The company remains in business, despite having recorded successive losses of several milion pounds and it is believed to owe Thurrock around £20 million.
The deal with Thurrock is believed to have been brokered, at least in part, with Tim Hewett who joined PWE as a non-executive director in July 2016. The company says he has "a particular interest in assisting businesses, particularly those that are in their early growth stage, and that want to provide services to the UK leisure market."
Mr Hewett was featured on the personal Linked-In page of Thurrock Council CEO Lyn Carpenter. When he was working for another company the two were involved in a transaction involving Pure World Energy when she worked for Elmbridge Borough Council. Ms Carpenter has a long career history working in the leisure industry both in the private and public sector.
Mr Hewett, from Southbourne, Dorset who enjoys a very comfortable lifestyle with exotic holidays and has a large seagoing motorboat, wrote: "Lyn was our client at both Crawley and Elmbridge Councils and was highly regarded as our client and as a leisure professional. Whilst at Elmbridge Borough Council, Lyn was instrumental in driving a major new build Leisure Centre PPP from start to finish.
"Without Lyn's sheer determination, professionalism and commercialism, this PPP project would never have got off the ground never mind being completed thus producing one of the most successful leisure centres in the country.

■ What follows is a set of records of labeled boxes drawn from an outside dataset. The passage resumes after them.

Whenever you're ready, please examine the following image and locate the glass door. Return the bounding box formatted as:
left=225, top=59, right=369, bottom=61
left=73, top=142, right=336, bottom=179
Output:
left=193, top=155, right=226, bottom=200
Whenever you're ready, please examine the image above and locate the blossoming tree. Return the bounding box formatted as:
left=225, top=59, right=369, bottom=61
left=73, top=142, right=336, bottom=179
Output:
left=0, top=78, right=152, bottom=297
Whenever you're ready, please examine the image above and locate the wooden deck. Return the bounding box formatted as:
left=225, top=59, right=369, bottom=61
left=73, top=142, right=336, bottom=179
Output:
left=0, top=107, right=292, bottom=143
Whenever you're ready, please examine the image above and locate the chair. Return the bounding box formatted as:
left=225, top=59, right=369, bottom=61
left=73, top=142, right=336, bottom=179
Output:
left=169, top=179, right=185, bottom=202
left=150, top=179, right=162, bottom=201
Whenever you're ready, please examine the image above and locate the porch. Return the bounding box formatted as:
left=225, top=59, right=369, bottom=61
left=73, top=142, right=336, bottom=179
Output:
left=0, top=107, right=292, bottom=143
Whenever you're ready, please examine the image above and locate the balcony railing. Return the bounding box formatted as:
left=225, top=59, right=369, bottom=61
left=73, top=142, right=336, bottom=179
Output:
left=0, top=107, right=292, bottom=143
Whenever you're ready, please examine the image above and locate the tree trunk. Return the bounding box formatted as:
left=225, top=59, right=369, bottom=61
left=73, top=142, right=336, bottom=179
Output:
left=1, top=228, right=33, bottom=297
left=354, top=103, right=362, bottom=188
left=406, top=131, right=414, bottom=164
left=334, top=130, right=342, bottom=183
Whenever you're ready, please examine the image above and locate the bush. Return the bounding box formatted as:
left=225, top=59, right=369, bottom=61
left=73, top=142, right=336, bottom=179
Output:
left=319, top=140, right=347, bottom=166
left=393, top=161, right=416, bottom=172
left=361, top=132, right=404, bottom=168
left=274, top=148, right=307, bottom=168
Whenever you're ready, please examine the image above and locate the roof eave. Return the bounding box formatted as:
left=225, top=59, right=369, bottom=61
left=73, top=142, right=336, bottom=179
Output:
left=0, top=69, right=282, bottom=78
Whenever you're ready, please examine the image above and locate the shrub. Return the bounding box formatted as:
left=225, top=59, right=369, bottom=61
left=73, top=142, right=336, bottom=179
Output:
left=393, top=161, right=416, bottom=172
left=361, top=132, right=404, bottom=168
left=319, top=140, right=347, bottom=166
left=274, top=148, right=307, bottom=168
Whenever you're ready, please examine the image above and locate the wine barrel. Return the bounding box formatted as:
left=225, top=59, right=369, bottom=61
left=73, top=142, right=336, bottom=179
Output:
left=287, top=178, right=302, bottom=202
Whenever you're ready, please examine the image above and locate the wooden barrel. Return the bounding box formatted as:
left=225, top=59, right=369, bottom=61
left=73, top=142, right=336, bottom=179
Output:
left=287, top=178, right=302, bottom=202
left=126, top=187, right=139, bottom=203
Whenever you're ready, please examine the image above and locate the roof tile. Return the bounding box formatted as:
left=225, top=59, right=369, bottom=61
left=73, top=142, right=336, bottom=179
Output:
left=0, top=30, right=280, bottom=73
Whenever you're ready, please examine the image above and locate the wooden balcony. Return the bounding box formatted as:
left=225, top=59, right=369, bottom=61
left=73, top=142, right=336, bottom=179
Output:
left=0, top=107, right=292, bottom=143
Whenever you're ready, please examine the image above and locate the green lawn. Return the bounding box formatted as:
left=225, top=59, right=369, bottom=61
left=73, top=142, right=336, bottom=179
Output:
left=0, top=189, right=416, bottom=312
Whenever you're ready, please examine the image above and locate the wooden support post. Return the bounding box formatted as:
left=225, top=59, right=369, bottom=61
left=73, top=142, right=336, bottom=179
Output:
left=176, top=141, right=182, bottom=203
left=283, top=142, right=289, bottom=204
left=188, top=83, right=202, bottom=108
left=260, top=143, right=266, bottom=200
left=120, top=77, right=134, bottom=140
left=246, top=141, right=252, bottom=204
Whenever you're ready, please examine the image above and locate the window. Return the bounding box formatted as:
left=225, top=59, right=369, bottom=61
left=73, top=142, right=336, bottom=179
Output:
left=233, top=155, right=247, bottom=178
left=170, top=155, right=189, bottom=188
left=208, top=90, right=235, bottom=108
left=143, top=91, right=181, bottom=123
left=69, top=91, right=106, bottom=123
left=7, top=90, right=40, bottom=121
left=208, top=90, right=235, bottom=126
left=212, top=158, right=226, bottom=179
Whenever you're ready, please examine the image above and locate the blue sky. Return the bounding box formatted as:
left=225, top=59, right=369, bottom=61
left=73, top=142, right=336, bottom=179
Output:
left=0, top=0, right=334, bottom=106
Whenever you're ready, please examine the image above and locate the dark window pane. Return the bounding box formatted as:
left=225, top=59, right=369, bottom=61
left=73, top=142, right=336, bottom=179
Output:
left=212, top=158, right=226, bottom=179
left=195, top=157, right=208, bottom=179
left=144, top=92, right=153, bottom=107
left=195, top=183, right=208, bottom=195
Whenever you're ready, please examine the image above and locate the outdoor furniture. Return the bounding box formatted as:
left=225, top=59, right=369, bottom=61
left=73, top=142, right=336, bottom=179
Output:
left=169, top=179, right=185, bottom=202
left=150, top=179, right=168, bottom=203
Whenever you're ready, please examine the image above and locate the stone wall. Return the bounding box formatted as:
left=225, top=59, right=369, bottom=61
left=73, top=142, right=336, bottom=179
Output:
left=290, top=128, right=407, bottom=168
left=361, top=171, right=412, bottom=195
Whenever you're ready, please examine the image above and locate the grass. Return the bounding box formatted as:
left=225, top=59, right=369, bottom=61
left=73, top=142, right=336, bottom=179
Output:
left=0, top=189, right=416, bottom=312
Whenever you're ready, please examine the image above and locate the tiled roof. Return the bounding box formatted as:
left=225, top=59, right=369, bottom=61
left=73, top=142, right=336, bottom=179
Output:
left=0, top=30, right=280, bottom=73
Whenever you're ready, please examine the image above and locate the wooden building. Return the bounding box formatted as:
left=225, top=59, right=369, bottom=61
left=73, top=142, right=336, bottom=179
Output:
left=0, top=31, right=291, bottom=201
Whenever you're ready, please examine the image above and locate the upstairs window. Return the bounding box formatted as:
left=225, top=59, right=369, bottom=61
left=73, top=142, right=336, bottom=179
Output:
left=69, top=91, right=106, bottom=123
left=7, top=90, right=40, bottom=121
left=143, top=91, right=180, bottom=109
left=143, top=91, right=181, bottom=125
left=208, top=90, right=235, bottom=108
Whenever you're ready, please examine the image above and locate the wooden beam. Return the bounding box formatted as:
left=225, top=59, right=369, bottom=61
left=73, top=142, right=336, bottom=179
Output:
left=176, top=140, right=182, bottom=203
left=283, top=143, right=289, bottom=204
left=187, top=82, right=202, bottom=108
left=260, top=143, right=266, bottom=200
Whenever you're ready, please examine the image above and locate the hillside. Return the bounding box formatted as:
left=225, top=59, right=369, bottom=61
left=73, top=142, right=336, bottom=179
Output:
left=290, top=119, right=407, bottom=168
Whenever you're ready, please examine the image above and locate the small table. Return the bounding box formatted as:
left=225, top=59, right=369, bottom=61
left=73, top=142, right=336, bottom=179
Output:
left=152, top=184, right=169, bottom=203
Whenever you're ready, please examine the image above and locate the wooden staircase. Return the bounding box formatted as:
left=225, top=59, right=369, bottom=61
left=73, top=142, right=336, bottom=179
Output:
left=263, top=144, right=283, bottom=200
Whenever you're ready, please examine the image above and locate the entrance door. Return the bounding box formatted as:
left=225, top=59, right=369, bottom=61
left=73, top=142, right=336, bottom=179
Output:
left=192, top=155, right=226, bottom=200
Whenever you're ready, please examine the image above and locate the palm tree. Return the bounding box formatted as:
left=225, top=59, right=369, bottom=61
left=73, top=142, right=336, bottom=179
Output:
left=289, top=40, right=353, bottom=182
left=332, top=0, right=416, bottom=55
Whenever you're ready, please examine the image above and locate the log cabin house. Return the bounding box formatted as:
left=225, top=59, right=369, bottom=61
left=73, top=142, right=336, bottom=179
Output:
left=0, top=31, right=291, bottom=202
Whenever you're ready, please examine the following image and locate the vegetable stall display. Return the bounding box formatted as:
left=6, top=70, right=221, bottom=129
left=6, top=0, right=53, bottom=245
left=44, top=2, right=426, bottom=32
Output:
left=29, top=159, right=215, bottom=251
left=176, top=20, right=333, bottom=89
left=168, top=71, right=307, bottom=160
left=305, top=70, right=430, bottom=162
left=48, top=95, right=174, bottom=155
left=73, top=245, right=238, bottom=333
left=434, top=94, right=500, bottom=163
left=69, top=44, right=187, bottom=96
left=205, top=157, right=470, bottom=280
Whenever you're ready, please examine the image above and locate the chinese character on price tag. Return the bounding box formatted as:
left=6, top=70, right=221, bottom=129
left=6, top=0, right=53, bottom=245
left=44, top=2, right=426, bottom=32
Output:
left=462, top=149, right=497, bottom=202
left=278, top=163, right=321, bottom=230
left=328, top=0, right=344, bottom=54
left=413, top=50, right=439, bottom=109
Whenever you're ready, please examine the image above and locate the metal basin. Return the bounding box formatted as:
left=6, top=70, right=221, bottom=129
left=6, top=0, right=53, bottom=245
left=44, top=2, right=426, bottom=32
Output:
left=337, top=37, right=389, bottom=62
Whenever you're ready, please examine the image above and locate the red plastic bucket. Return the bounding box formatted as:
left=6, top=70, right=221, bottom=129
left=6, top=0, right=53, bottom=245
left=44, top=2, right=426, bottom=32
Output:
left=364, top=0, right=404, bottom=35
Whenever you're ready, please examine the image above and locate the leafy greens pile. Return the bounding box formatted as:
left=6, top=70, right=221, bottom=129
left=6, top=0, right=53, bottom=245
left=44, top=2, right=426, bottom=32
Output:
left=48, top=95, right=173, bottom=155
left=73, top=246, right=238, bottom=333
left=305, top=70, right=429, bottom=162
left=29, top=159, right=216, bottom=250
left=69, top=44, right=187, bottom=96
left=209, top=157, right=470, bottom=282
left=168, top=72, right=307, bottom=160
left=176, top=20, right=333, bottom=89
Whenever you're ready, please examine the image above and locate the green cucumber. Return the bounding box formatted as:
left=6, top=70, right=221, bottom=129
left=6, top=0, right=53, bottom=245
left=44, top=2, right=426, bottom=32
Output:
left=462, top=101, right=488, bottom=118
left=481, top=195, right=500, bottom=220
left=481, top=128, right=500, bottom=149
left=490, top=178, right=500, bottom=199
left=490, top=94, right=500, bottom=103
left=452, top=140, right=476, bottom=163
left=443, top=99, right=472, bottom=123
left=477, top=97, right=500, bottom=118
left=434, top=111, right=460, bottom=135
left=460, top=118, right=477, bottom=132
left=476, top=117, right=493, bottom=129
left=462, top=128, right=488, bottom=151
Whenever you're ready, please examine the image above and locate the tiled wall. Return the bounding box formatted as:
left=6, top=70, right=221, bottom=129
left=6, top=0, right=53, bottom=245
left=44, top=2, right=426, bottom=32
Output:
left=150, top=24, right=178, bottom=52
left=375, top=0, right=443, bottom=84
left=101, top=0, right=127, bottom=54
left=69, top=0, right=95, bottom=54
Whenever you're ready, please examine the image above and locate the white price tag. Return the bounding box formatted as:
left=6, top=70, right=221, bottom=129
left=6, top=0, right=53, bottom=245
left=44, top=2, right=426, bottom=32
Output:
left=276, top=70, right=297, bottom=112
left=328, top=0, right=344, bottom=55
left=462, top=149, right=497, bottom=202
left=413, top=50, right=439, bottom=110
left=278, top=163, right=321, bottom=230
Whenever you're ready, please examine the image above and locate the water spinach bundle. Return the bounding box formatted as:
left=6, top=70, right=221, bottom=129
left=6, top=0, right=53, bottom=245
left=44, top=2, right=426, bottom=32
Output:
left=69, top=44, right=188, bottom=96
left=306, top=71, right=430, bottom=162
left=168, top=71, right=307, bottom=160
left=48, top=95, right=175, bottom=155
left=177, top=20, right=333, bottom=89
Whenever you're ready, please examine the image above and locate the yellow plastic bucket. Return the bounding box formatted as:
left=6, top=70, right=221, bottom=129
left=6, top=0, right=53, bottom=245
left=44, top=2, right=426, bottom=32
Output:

"Lyn would be a great asset to any organisation she worked for and I highly recommend her."
It is likely the dealing with Pure World Energy form a significant part of the probe into governanance and due diligence despite the fact the council says it is working with PWE to find a way of recouping the £20m owed. Why would the council invest in a compnay that made losses of nearly £1m in 2016, £1.8m in 2017 and £3.1m in 2018?
So too are dealings involving a company called the Just Loans Group, which went into administration earlier this year. It is linked in deals worth hundreds of millions with Thurrock Council.
The council – and Essex Police – have not ruled out a possible criminal investigation into activities at the council, though it is unlikely the police would step in until the government's inspectors have concluded their probe.